Elle parlait plusieurs langues ; ou plutôt, elle se laissait parler plusieurs langues. Multiple, comme les facettes de sa personnalité complexe. Multiple, mais pas schizophrène. Toutes ces Alice, sur le fond, disaient la même chose, véhiculaient le même message, mais toutes à leur façon. 

La première Alice était la moins connue de tous. Une Alice secrète, réservée, et solitaire, qui ne dévoilait ses émotions dans leur plus simple appareil qu'à des personnes pratiquant la chirurgie relationnelle. Un rapport à l'individu consistant à calibrer son comportement sur les fluctuations de son être tout entier. Une hygiène humaine fondée sur ce concept de retour d'information lié au cortex du cerveau humain : le cerveau génère des prédictions et les recalibre au moyen des informations sensorielles qu'il reçoit. Eh oui ; c'est ce que nous sommes censés faire : se recalibrer sur autrui, sur les informations qu'il nous envoie, plus ou moins consciemment, sans cesse, ce qui supposerait d'être à son écoute... 

Oui, mais voilà. La première Alice n'avait pas suffisamment foi en l'être humain pour lui exposer la fragilité de ses désidératas. Car la fragilité en appelle à la délicatesse, voyez. 

Et c'est là qu'intervenait la seconde Alice. Une Alice qui enseignait, pour mieux s'enseigner à elle-même. Une Alice qui comme l'univers en expansion étendait son espace pour mieux apprendre de lui-même, se découvrait à travers l'autre. 

L'autre à qui elle s'efforçait de délivrer le savoir sous le signe de l'universalité. Et voici le versant froid de l'Alice enseignante. Une Alice ne transigeant pas avec la précision de l'information, mais encore de l'expression à l'intérieur de laquelle elle se construit. 

Le versant lumineux était celui de la bienveillance. Cet amour sans faille qui veut de conscience inonder l'humanité. Pour qu'elle devienne un jour peut-être, civilisée. 

Un versant froid, et un versant lumineux, donc. Il s'agissait d'une montagne qui aurait pu appartenir à un des paysages enneigés de Sisley. 

La base encrée au sol ; remaining pragmatic, roofed in reality. But still the top in the sky. 

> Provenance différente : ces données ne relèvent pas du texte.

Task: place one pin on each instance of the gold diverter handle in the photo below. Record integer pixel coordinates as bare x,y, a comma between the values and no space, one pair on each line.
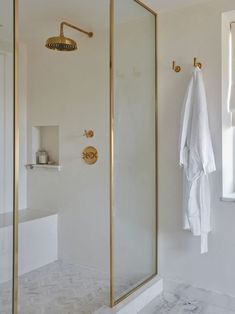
90,155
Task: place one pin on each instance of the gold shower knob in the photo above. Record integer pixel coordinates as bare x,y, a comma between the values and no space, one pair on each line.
90,155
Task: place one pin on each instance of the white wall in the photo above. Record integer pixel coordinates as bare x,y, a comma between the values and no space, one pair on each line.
184,34
71,90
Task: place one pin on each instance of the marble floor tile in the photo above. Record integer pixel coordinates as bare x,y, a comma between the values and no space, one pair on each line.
59,288
185,299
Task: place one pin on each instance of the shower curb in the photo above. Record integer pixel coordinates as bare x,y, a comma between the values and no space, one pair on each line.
138,300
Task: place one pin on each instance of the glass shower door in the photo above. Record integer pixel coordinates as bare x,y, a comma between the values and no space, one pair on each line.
6,155
134,146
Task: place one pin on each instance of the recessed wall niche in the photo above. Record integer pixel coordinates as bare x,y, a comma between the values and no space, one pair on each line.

Le savoir devait pour ainsi dire être une passerelle entre le monde dans ses attentes les plus prosaïques et une quête intransigeante, glacée, vers l'excellence. Une quête spirituelle que les personnes qu'elle accompagnait découvraient en se laissant guider sur la voie non pas de l'étude, mais de l'apprentissage. 

Seulement, voilà. L'humanité était limitée ; probablement entre autres choses par sa génétique. Elle avait évolué suffisamment pour mettre au point la révolution industrielle, mais pas assez pour nourrir un rapport à la technologie qui ne soit ni placé sous le signe de l'argent, du colonialisme ou du fétichisme. 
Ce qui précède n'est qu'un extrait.